6. Hérode envoya cependant la nouvelle de la mort de son père à Cassius. Celui-ci, qui connaissait bien le caractère de Malichos, répondit à Hérode par le conseil de venger son père, et envoya secrètement aux tribuns militaires qui se trouvaient à Tyr l'ordre d'aider Hérode à accomplir un acte de justice.
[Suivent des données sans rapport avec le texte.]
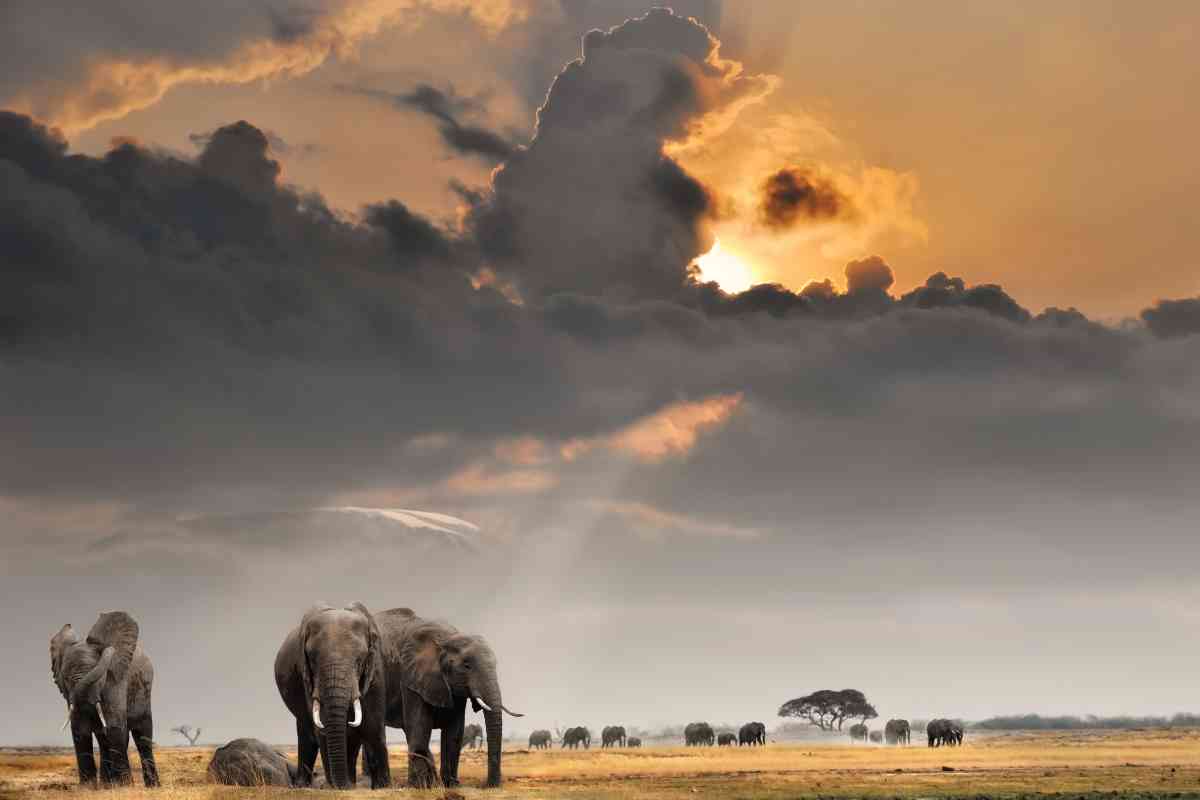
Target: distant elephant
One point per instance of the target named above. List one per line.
(699, 734)
(943, 732)
(250, 762)
(106, 680)
(897, 732)
(331, 675)
(612, 737)
(441, 671)
(576, 737)
(753, 733)
(472, 735)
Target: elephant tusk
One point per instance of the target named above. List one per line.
(316, 714)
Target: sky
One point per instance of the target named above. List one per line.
(765, 347)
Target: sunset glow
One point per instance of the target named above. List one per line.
(726, 269)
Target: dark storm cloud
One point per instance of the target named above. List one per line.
(448, 108)
(1174, 318)
(795, 196)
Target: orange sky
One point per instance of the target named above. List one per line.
(1043, 146)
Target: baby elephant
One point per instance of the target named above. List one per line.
(250, 762)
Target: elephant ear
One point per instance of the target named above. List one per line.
(373, 667)
(119, 631)
(65, 638)
(420, 663)
(305, 625)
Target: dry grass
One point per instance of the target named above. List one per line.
(1150, 763)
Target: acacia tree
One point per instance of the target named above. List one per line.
(828, 708)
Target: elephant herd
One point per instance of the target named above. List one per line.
(345, 674)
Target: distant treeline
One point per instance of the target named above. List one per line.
(1038, 722)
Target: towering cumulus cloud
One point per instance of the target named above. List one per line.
(593, 205)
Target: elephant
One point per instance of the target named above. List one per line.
(412, 674)
(612, 737)
(472, 735)
(699, 734)
(438, 671)
(106, 680)
(250, 762)
(943, 732)
(897, 732)
(576, 737)
(331, 675)
(753, 733)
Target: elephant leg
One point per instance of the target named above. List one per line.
(81, 735)
(353, 745)
(306, 752)
(418, 727)
(451, 746)
(143, 739)
(375, 755)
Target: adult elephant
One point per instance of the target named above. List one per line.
(939, 732)
(697, 734)
(439, 671)
(331, 674)
(106, 680)
(753, 733)
(897, 732)
(250, 762)
(472, 735)
(576, 737)
(612, 737)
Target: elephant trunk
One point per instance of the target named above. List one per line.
(336, 691)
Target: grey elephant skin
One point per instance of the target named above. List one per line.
(943, 732)
(107, 679)
(331, 675)
(897, 732)
(753, 733)
(439, 671)
(697, 734)
(250, 762)
(576, 737)
(612, 737)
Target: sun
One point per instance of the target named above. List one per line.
(726, 269)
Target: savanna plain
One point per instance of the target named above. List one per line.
(1146, 763)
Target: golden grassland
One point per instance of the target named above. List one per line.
(1131, 763)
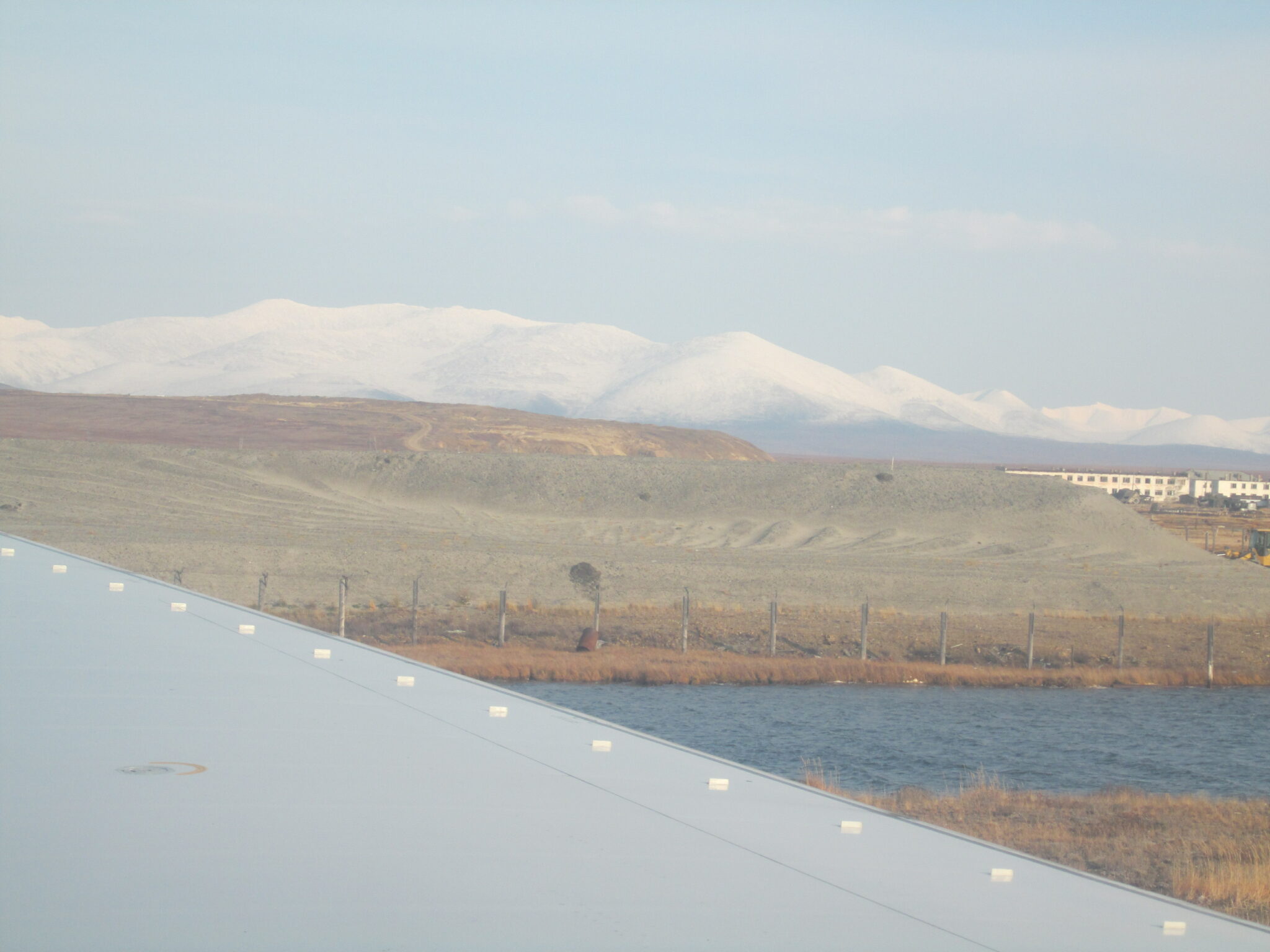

Lorsque Cassius eut pris Laodicée[13], les habitants du pays vinrent à sa rencontre avec des couronnes et de l'argent. Hérode s'attendait à ce que Malichos vint aussi et reçut son châtiment ; mais celui-ci, arrivé à Tyr de Phénicie, conçut des soupçons et forma de son côté un projet plus hardi : son fils étant retenu comme otage à Tyr, il projeta d'entrer dans la ville, de l'enlever, puis de partir pour la Judée, et pendant que Cassius marcherait en Égypte contre Antoine, de soulever le peuple et de s'emparer du pouvoir. Mais la Providence déjoua ses desseins et le rusé Hérode pénétra ses calculs ; celui-ci envoya d'avance un serviteur, sous couleur de veiller aux préparatifs d'un banquet qu'il avait annoncé leur offrir à tous[14], en réalité pour parler aux tribuns militaires, qu'il persuada d'aller à la rencontre de Malichos avec des poignards. Ils sortirent et, l'ayant rencontré près de la ville, sur le rivage, ils le poignardèrent. Hyrcan fut tellement ému de cet événement qu'il en perdit la parole ; puis, revenu à lui à grand'peine, il demanda aux gens d'Hérode ce qui s'était passé et quel était le meurtrier de Malichos. Quand on lui eut dit que l'ordre était venu de Cassius, il approuva tout, ajoutant que Malichos était un méchant, qui conspirait contre sa patrie. C'est ainsi que Malichos expia sa déloyauté à l'égard d'Antipater[15].
[13] Dolabella, gouverneur d'Asie pour les triumvirs, avait envahi la Syrie. Il fut assiégé dans Laodicée par Cassius et s'y donna la mort (été 43).
[14] D'après Guerre, Hyrcan était du nombre des invités.
[15] On ne peut s'empêcher de concevoir quelques doutes sur la réalité des crimes et desseins attribués par Hérode — et d'après lui, par Nicolas — à Malichos.
7. Lorsque Cassius eut quitté la Syrie, des troubles s'élevèrent en Judée. Hélix, qui avait été laissé à Jérusalem avec des troupes[16], marcha contre Phasaël, et le peuple prit les armes. Hérode était en route pour rejoindre Fabius, qui commandait à Damas[17] ; il voulut aller au secours de son frère, mais la maladie l'en empêcha. Phasaël put enfin avec ses seules forces avoir raison d'Hélix, qu'il enferma dans une tour, puis relâcha après avoir traité avec lui. Il reprocha vivement à Hyrcan, n'ayant reçu que des bienfaits de son frère et de lui, de faire cause commune avec leurs ennemis. Le frère de Malichos venait, en effet, de faire défection et occupait quelques places fortes, et la mieux défendue de toutes, Masada[18]. Hérode, revenu à la santé, marcha contre lui, s'empara de toutes les forteresses qu'il possédait, et lui rendit la liberté après avoir traité.
[16] Sans doute par Hyrcan lorsqu'il s'était rendu à Tyr.
[17] Damas était le chef-lieu de la Cœlé-Syrie ; on ne voit pas bien comment Fabius (inconnu d'ailleurs) pouvait y être gouverneur si Hérode avait reçu ce titre (XI, 4). Fabius serait-il le neveu de Cassius que celui-ci laissa avec une légion en Syrie (Appien, Civ., IV, 63) ?
[18] Aujourd'hui Sebbeh, sur le rivage O. de la mer Morte.